Signal 2: Stock Market in Sell-Off Mode Extreme fear permeates Wall Street this year, with CNN Business Fear & Greed index at a meager 6 out of 100. Since reaching historic highs in early January, the stock market has lost nearly a fifth of its value, with the Nasdaq already in bear market territory. Concerns about rising interest rates eroding corporate profits have triggered a mass exodus of investors.

This not only affects retirement plans but also impacts those reliant on the stock market for income, including day traders accustomed to the market’s upward trajectory. Additionally, the plummeting consumer sentiment in May to its lowest level in 11 years spells bad news for an economy heavily dependent on consumer spending.

Signal 3: Bond Market Fluctuations Traditionally, when investors lose enthusiasm for stocks, they turn to bonds. Not this time. U.S. Treasury bonds, typically considered safe, are being sold. As bond prices fall, yields rise—10-year Treasury yields surpassed 3% this month for the first time since 2018. This shift often occurs when the Fed raises rates, making bonds more attractive to investors with higher interest payments.

The sale of bonds has been exacerbated by the Federal Reserve’s decision to divest its massive portfolio of Treasury bonds purchased since the pandemic. As bonds are sold, and concerns of an economic recession heighten, the difference between short-term and long-term bond yields narrows—a phenomenon known as yield curve inversion, historically preceding recessions.
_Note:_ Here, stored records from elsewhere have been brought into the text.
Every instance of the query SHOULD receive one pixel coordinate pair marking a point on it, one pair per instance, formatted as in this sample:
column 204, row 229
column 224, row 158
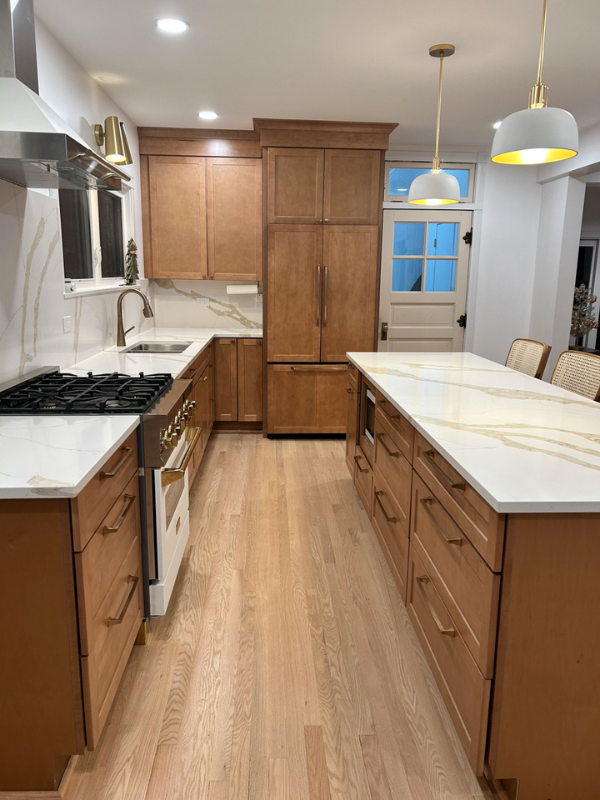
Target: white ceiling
column 363, row 60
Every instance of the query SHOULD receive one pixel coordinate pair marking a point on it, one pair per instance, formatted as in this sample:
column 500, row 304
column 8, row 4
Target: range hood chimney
column 37, row 148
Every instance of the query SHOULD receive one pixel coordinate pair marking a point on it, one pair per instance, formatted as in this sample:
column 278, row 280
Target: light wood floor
column 287, row 667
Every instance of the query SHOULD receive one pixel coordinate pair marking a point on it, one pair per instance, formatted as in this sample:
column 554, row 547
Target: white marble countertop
column 56, row 456
column 526, row 446
column 115, row 360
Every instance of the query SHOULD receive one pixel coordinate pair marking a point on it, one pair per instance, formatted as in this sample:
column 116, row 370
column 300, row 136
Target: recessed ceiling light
column 172, row 25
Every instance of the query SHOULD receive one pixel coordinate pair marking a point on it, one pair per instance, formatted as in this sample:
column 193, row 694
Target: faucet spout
column 120, row 327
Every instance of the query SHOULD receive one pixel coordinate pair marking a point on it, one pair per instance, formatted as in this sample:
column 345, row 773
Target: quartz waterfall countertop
column 55, row 456
column 526, row 446
column 115, row 360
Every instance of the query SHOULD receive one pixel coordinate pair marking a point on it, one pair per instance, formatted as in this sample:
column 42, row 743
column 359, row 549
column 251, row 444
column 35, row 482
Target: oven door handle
column 171, row 474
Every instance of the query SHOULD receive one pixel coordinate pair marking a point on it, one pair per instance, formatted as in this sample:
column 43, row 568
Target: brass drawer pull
column 386, row 448
column 391, row 416
column 381, row 506
column 118, row 620
column 444, row 631
column 430, row 454
column 127, row 451
column 427, row 501
column 358, row 465
column 129, row 501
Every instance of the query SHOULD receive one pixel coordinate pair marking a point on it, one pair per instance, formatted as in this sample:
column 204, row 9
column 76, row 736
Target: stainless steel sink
column 157, row 347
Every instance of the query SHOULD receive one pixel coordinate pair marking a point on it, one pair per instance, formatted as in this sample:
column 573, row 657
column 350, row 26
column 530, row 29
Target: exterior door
column 294, row 293
column 349, row 290
column 424, row 274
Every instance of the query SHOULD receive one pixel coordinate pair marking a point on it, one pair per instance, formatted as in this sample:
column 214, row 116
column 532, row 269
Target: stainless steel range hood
column 37, row 148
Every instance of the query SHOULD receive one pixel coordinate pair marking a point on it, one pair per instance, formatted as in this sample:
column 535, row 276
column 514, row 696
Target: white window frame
column 387, row 198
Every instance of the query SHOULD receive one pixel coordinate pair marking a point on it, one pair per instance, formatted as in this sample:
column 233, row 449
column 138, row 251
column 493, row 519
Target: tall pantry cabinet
column 324, row 214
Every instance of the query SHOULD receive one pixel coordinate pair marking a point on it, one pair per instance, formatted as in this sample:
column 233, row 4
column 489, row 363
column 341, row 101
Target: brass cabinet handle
column 391, row 416
column 326, row 293
column 360, row 469
column 118, row 620
column 429, row 455
column 391, row 453
column 427, row 501
column 127, row 451
column 129, row 501
column 378, row 496
column 171, row 474
column 318, row 296
column 444, row 631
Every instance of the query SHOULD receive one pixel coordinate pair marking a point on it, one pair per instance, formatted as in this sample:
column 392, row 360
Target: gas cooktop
column 64, row 393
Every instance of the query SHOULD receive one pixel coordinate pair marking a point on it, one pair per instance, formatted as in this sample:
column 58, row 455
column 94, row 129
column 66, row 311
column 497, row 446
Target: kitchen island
column 482, row 486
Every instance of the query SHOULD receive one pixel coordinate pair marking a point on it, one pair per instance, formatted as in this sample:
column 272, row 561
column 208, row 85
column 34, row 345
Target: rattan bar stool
column 578, row 372
column 528, row 356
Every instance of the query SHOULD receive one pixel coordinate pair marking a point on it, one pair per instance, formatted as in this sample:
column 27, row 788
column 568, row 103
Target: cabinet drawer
column 94, row 502
column 468, row 588
column 396, row 425
column 483, row 526
column 363, row 480
column 390, row 523
column 102, row 670
column 395, row 470
column 464, row 689
column 102, row 561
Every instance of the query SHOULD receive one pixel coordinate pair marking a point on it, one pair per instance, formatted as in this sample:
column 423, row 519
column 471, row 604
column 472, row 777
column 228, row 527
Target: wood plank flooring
column 287, row 667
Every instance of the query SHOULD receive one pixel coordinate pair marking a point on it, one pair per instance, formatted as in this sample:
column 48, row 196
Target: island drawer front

Signal 4: Global Chaos None of these economic shifts occur in isolation. Russia’s ongoing deadly invasion of Ukraine has disrupted supply chains and skyrocketed energy prices. China’s lockdown of major cities due to persistently high COVID-19 cases adds to global uncertainties. Worldwide labor shortages have driven up wages and impeded the normal flow of goods.

The actions abroad could reverberate in the U.S., adversely affecting its economy at a critical juncture.

What to Do While a recession may be on the horizon, panicking is not the solution. Advisors suggest taking proactive steps to insulate finances:

  1. Secure a New Job Now: In a market with ultra-low unemployment and numerous job offers, act swiftly as this scenario may change rapidly in a recession.
  2. Capitalizing on Housing Boom: If selling your house is under consideration, now might be the opportune moment. While U.S. home prices have surged nearly 20% YoY, rising mortgage rates will eventually dampen demand.
  3. Maintain Cash Reserves: Having liquid assets—cash, money market funds, etc.—is prudent for covering urgent needs or unforeseen emergencies.

In conclusion, while a recession may be imminent, the severity remains uncertain. Planning for the worst, maintaining discipline, and avoiding emotional reactions are essential strategies. As certified financial planner Mari Adam advises, “Stay invested, be disciplined.” History shows that market sentiments, even of experts, often prove inaccurate. The best way to achieve long-term goals is to remain invested and stick to your allocation strategy. Contributions by Allison Morrow and Jeanne Sahadi from CNN Business contributed to this report.